So popular is Chardonnay it even has its own holiday, which you might have missed. National Chardonnay Day (May 25) may or may not entitle you to a long weekend but it certainly opens the door for a glass of wine.

Chardonnay’s popularity isn’t surprising, since Chardonnay comes in many styles, is widely available and generally affordable, and is easy to pronounce.

The latter isn’t just a punch line. Most people won’t order something you can’t pronounce, a fact noted by the late Robert Mondavi who in 1968 introduced his drier (less-sweet) version of Sauvignon Blanc by, at least in some versions of this story, changing the name to Fumé Blanc. This not only was in deference to the popular dry Loire Valley wines made from Sauvignon Blanc but also in hopes people could pronounce Fumé Blanc.

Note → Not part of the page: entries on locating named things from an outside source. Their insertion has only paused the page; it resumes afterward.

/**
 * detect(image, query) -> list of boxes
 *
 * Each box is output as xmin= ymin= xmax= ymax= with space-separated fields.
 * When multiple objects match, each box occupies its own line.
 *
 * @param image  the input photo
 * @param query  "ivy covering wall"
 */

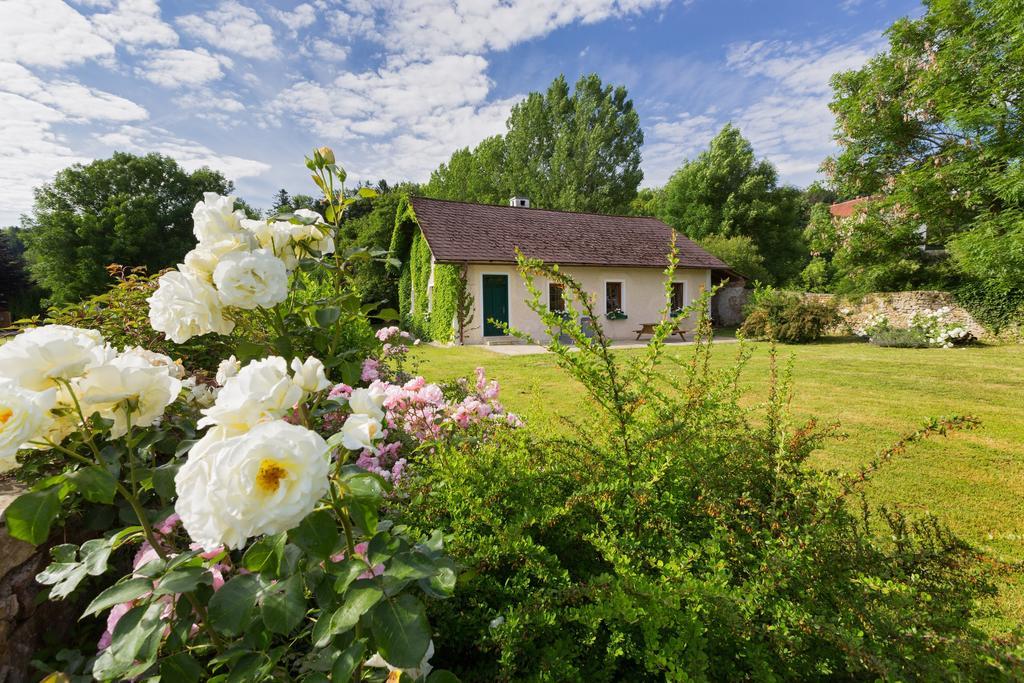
xmin=390 ymin=193 xmax=462 ymax=342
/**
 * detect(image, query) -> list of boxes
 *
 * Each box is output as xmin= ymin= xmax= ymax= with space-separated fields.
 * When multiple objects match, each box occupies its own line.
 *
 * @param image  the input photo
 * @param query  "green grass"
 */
xmin=415 ymin=342 xmax=1024 ymax=632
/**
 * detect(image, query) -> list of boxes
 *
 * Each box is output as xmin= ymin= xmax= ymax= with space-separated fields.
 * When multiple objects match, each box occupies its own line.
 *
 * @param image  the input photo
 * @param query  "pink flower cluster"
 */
xmin=96 ymin=513 xmax=231 ymax=650
xmin=324 ymin=365 xmax=522 ymax=482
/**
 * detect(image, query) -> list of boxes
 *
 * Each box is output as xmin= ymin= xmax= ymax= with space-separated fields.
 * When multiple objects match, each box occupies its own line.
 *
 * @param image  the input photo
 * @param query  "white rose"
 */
xmin=366 ymin=640 xmax=434 ymax=681
xmin=199 ymin=356 xmax=302 ymax=434
xmin=179 ymin=232 xmax=257 ymax=283
xmin=0 ymin=325 xmax=116 ymax=391
xmin=0 ymin=380 xmax=57 ymax=472
xmin=292 ymin=356 xmax=332 ymax=393
xmin=193 ymin=193 xmax=246 ymax=244
xmin=348 ymin=382 xmax=387 ymax=420
xmin=122 ymin=346 xmax=185 ymax=380
xmin=213 ymin=249 xmax=288 ymax=310
xmin=75 ymin=350 xmax=181 ymax=438
xmin=146 ymin=270 xmax=234 ymax=344
xmin=174 ymin=420 xmax=330 ymax=550
xmin=341 ymin=413 xmax=383 ymax=451
xmin=216 ymin=355 xmax=242 ymax=386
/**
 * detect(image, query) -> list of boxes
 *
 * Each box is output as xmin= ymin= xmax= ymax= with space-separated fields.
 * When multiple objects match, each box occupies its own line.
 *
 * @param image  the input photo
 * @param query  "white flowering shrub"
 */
xmin=857 ymin=306 xmax=975 ymax=348
xmin=0 ymin=148 xmax=473 ymax=681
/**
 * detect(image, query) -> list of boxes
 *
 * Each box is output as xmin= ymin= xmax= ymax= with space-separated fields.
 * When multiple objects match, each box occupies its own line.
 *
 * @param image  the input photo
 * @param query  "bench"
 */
xmin=636 ymin=323 xmax=686 ymax=341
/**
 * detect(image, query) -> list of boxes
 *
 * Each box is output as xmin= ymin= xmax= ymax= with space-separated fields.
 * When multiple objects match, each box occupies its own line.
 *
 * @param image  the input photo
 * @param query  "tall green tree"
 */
xmin=824 ymin=0 xmax=1024 ymax=290
xmin=426 ymin=74 xmax=643 ymax=213
xmin=23 ymin=153 xmax=232 ymax=303
xmin=656 ymin=124 xmax=808 ymax=284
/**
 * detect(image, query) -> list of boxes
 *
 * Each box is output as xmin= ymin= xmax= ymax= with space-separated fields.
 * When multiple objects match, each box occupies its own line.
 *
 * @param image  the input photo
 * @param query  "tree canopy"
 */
xmin=425 ymin=74 xmax=643 ymax=213
xmin=23 ymin=153 xmax=232 ymax=303
xmin=655 ymin=124 xmax=807 ymax=283
xmin=816 ymin=0 xmax=1024 ymax=289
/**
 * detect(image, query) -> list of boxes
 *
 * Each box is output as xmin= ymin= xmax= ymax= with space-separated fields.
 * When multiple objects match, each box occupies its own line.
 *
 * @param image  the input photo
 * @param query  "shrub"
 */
xmin=389 ymin=253 xmax=1021 ymax=681
xmin=739 ymin=287 xmax=840 ymax=344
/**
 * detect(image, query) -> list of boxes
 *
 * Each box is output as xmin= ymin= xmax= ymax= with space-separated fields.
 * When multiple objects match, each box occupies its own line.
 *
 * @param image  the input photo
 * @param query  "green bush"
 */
xmin=739 ymin=287 xmax=840 ymax=344
xmin=39 ymin=266 xmax=243 ymax=372
xmin=399 ymin=262 xmax=1021 ymax=681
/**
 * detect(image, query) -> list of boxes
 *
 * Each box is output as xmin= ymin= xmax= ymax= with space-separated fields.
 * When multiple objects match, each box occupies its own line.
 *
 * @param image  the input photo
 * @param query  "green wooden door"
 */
xmin=483 ymin=275 xmax=509 ymax=337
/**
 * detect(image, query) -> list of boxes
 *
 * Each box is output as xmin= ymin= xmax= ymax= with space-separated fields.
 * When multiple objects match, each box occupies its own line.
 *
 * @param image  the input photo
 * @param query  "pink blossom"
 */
xmin=360 ymin=358 xmax=380 ymax=382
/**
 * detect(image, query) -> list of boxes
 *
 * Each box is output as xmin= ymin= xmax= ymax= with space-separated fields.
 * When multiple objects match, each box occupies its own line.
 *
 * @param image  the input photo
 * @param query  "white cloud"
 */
xmin=177 ymin=0 xmax=281 ymax=59
xmin=90 ymin=0 xmax=178 ymax=46
xmin=97 ymin=126 xmax=270 ymax=180
xmin=0 ymin=61 xmax=148 ymax=224
xmin=135 ymin=47 xmax=231 ymax=88
xmin=643 ymin=112 xmax=721 ymax=186
xmin=310 ymin=38 xmax=348 ymax=61
xmin=726 ymin=32 xmax=886 ymax=184
xmin=0 ymin=0 xmax=114 ymax=67
xmin=270 ymin=2 xmax=316 ymax=35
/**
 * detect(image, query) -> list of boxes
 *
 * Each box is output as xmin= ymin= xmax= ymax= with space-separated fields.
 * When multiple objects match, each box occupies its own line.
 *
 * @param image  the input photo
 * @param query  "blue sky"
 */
xmin=0 ymin=0 xmax=921 ymax=224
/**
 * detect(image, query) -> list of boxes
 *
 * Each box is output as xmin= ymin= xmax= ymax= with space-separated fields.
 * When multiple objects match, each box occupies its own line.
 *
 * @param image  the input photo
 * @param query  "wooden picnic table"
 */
xmin=636 ymin=323 xmax=687 ymax=341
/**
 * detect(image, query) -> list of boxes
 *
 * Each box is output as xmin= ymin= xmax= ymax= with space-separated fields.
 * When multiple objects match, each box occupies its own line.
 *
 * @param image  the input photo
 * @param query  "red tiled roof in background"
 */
xmin=828 ymin=197 xmax=871 ymax=218
xmin=411 ymin=197 xmax=729 ymax=268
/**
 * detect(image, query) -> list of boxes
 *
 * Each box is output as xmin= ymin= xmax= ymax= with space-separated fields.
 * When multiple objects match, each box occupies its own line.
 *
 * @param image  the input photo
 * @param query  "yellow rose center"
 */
xmin=256 ymin=460 xmax=288 ymax=494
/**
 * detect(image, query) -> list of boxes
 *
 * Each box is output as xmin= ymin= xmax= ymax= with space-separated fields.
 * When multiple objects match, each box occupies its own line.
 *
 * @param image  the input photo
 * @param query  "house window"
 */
xmin=604 ymin=283 xmax=623 ymax=313
xmin=548 ymin=283 xmax=565 ymax=313
xmin=672 ymin=283 xmax=686 ymax=310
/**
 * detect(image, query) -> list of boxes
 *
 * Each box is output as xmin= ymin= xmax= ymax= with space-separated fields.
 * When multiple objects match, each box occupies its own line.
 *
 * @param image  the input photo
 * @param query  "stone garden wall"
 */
xmin=805 ymin=291 xmax=990 ymax=339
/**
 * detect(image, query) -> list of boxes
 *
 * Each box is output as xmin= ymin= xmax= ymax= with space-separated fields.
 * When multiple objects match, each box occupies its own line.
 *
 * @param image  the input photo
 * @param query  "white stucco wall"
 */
xmin=450 ymin=264 xmax=711 ymax=344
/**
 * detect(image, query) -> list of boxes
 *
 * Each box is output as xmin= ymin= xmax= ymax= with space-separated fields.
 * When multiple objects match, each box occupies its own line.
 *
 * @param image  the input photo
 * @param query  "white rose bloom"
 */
xmin=193 ymin=193 xmax=246 ymax=244
xmin=146 ymin=270 xmax=234 ymax=344
xmin=174 ymin=420 xmax=330 ymax=550
xmin=341 ymin=413 xmax=383 ymax=451
xmin=366 ymin=640 xmax=434 ymax=681
xmin=199 ymin=355 xmax=302 ymax=434
xmin=0 ymin=325 xmax=117 ymax=391
xmin=348 ymin=382 xmax=387 ymax=420
xmin=179 ymin=232 xmax=258 ymax=283
xmin=0 ymin=379 xmax=57 ymax=472
xmin=292 ymin=356 xmax=333 ymax=393
xmin=75 ymin=350 xmax=181 ymax=438
xmin=216 ymin=355 xmax=242 ymax=386
xmin=123 ymin=346 xmax=185 ymax=380
xmin=213 ymin=249 xmax=288 ymax=310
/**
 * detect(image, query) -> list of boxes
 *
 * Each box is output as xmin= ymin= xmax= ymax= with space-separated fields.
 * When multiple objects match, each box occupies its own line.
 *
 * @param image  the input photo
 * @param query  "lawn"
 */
xmin=414 ymin=342 xmax=1024 ymax=632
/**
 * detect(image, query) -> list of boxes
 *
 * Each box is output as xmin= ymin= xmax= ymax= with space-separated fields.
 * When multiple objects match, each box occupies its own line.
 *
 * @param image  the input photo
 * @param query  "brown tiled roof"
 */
xmin=828 ymin=197 xmax=871 ymax=218
xmin=412 ymin=197 xmax=729 ymax=268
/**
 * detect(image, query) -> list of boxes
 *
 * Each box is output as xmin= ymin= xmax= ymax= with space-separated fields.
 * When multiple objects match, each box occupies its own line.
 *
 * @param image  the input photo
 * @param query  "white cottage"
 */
xmin=392 ymin=197 xmax=729 ymax=343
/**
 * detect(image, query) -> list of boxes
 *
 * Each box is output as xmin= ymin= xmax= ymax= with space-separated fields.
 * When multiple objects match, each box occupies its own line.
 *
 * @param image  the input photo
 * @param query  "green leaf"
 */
xmin=81 ymin=539 xmax=114 ymax=577
xmin=313 ymin=306 xmax=341 ymax=328
xmin=4 ymin=486 xmax=60 ymax=546
xmin=92 ymin=602 xmax=164 ymax=680
xmin=288 ymin=510 xmax=339 ymax=560
xmin=82 ymin=579 xmax=153 ymax=617
xmin=68 ymin=465 xmax=117 ymax=505
xmin=370 ymin=593 xmax=430 ymax=669
xmin=260 ymin=574 xmax=306 ymax=635
xmin=160 ymin=652 xmax=203 ymax=683
xmin=313 ymin=580 xmax=382 ymax=651
xmin=346 ymin=498 xmax=378 ymax=536
xmin=427 ymin=669 xmax=462 ymax=683
xmin=242 ymin=533 xmax=288 ymax=577
xmin=154 ymin=567 xmax=213 ymax=595
xmin=209 ymin=573 xmax=260 ymax=636
xmin=331 ymin=640 xmax=367 ymax=683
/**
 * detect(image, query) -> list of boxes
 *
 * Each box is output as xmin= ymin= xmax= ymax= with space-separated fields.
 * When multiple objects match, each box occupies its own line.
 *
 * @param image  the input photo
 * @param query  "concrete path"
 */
xmin=479 ymin=337 xmax=736 ymax=355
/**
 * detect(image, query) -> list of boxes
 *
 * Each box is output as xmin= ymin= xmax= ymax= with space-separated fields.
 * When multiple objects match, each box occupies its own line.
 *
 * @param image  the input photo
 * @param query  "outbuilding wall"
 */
xmin=450 ymin=264 xmax=711 ymax=344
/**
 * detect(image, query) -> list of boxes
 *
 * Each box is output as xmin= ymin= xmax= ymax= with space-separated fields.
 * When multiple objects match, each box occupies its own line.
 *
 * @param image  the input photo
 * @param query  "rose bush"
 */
xmin=0 ymin=150 xmax=487 ymax=681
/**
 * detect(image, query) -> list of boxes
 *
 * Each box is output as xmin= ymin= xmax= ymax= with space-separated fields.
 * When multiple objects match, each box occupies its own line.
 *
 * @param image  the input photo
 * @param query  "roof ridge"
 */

The U.S. remains a #Chardonnation, as the people at Nike Communications like to put it, and according to some Nielsen data, is America’s most-asked for wine variety, followed by Cabernet Sauvignon, Pinot Grigio, Merlot, and Pinot Noir.

Why? Because people like the way Chardonnay tastes.

“I love this grape, it’s such a nice food wine,” said winemaker Nancy Janes at Whitewater Hill Vineyard on Orchard Mesa. “It’s sometimes hard for me to pin down the complexity of Chardonnay but it’s so food friendly.”

Riesling may be known as the world’s most-transparent grape because it shows its place of origin so clearly, but Chardonnay may well be the most-neutral and the grape winemakers love most to work with.

It grows almost everywhere and can be adapted to nearly any style, from lean and crisp to buttery and round, heavily fermented in oak barrel or completely non-oaked in stainless steel.

Chardonnay, by its nature, benefits from the judicious use of oak but by that very mutability led to a downturn in Chardonnay’s popularity when a consumer backlash against the increasing use of oak and oak flavorings (some fad, some to cover sins in winemaking) brought on a consumer backlash in the ABC (Anything But Chardonnay) movement.

Recently, however, the general movement in winemaking is back toward using oak as a highlight, not the feature, although there still are many people who want a mouth-filling, buttery Chardonnay.

It’s been said you have to kiss a lot of frogs to find a prince or princess, and the same might be said of Chardonnay. It takes some research (tough, but someone has to do it) to find the right Chardonnay for you, but given its abundance and popularity, the field work will be rewarding by itself.